# General approaches for metrics optimization


### Goal:
- Loss vs metric
- Approaches to metric optimization in general


#### Loss vs Metric
- For example, for classification task, we may want to maximize accuracy of our predictions, how frequently the model outputs the correct label. But no one knows how to optimize a target efficiently, so we use proxy loss function
- Target metric is what we want to optimize
- Optimization loss is what model optimizes (the proxy loss function)
- Sometimes the model can optimize target metric directly eg mean square error metric. So in this case, the loss function is the same as the target metric.
- Sometimes we want to optimize metrics that are really hard or even impossible to optimize directly. In this case, we usually set the model to optimize a loss that is different to a target metric. But after the model is trained, we use hacks and heuristics to negate the discrepancy and adjust the model to better fit the target metric
- synomyms: loss, cost, objective


#### Approaches for target metric optimization
- Some metrics can be opimized directly eg MSE, logloss. These metrics are implemented as loss function in almost every library.
- For some of the metrics that cannot be optimized directly (eg MSPE, MAPE, RMSLE), we can preporcess train and use a model with a metric or loss function that is easy to optimize.
  - Eg while MSPE metric can not be optimized directly with XGBoost, we will see later that we can resample the train set and optimize MSE loss instead
- Sometimes we will optimize incorrect metric (eg Accuracy, Kappa) but we'll post-process the predictions to fit classification, so it will fit the competition metric better.
- For some models and frameworks, it is possible to define a custom loss function, and sometimes it's possible to implement a loss function which will serve as a nice proxy for the desired metric.
  - Eg it can be done for quadratic-weighted Kappa
![image.png](attachment:b484cde7-85a5-40ee-9250-56ee55be541d.png)
- Sometimes it is hard to come up with a neat optimization procedure or write a custom loss function, in such cases, we can consider early stopping.

### Custom loss
- It is actually easy to implement a custom loss function for XGBoost, we only need to implement a single function that takes predictions and the target values and computes first and second-order derivates of the loss function with respect to the model's predictions. This is an example for logloss
![image.png](attachment:57eec10b-698b-452d-b32a-01089546b32d.png)
- Our custom loss function should be smooth enough and have well-behaved derivates

### Early stopping
![image.png](attachment:53eea546-5342-4167-8277-086c3ff01354.png)
- With early stopping, we set the model to optimize any loss function it can optimize and you monitor the desired metric on a validation set.
- You stop the training when the model starts to fit according to the desired metric and not according to the metric the model is truly optimizing.
- Of course, some metrics can not even be easily evaluated, for example if it is based on a human accessor's opinions, we can not evaluate it on every iteration. For such metrics, we can not use early stopping.

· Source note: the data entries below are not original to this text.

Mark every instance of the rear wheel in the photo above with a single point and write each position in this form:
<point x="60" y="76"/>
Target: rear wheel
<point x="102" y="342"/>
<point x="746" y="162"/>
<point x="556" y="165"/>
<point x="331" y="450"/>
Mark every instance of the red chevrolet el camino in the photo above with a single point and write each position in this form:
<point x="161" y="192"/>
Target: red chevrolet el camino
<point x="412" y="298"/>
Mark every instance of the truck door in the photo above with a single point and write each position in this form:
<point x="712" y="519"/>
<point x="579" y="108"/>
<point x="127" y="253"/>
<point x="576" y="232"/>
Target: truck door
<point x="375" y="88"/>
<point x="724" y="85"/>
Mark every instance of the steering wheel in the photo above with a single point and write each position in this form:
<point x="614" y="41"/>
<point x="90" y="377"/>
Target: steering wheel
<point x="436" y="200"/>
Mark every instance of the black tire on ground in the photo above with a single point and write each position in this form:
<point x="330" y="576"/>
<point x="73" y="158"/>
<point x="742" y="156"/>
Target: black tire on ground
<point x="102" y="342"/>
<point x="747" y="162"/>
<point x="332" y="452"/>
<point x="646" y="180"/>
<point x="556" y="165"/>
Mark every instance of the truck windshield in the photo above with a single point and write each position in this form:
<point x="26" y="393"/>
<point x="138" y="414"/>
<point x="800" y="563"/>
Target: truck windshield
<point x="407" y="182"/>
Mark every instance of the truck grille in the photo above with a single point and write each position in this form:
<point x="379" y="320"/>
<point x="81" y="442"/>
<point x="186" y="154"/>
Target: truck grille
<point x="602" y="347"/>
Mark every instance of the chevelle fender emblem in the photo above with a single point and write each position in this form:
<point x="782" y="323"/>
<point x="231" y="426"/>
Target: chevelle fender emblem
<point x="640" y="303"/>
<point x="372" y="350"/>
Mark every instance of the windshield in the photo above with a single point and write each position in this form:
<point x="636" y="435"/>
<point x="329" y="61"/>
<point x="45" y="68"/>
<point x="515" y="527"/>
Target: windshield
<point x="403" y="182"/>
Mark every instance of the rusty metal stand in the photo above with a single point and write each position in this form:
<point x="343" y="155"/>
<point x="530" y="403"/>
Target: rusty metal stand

![image.png](attachment:701407ad-4c2a-466f-913d-a1465dac1803.png)

# What I learnt:
- The differences between loss vs metrics:
  - loss is what the model optimizes
  - metrics is what we use to evaluate the model
- Sometimes loss != metrics if our metrics is hard to implement/optimized directly
- Approaches to optimize target metric evaluations:
  - most common metrics can be used directly as loss functions eg MSE, logloss
  - For some of the metrics that cannot be optimized directly (eg MSPE, MAPE, RMSLE), we can preporcess train set and use a model with a metric or loss function that is easy to optimize.
  - Sometimes we will optimize incorrect metric (eg Accuracy, Kappa) but we'll post-process the predictions to fit classification, so it will fit the competition metric better.
  - We could also write custom loss function if it is possible to implement in the library we're using
  - Sometimes it is hard to come up with a neat optimization procedure or write a custom loss function, in such cases, we can consider early stopping where we optimize another loss function but monitor on our target metric. We stop the training when the model fit according to the monitored target metric.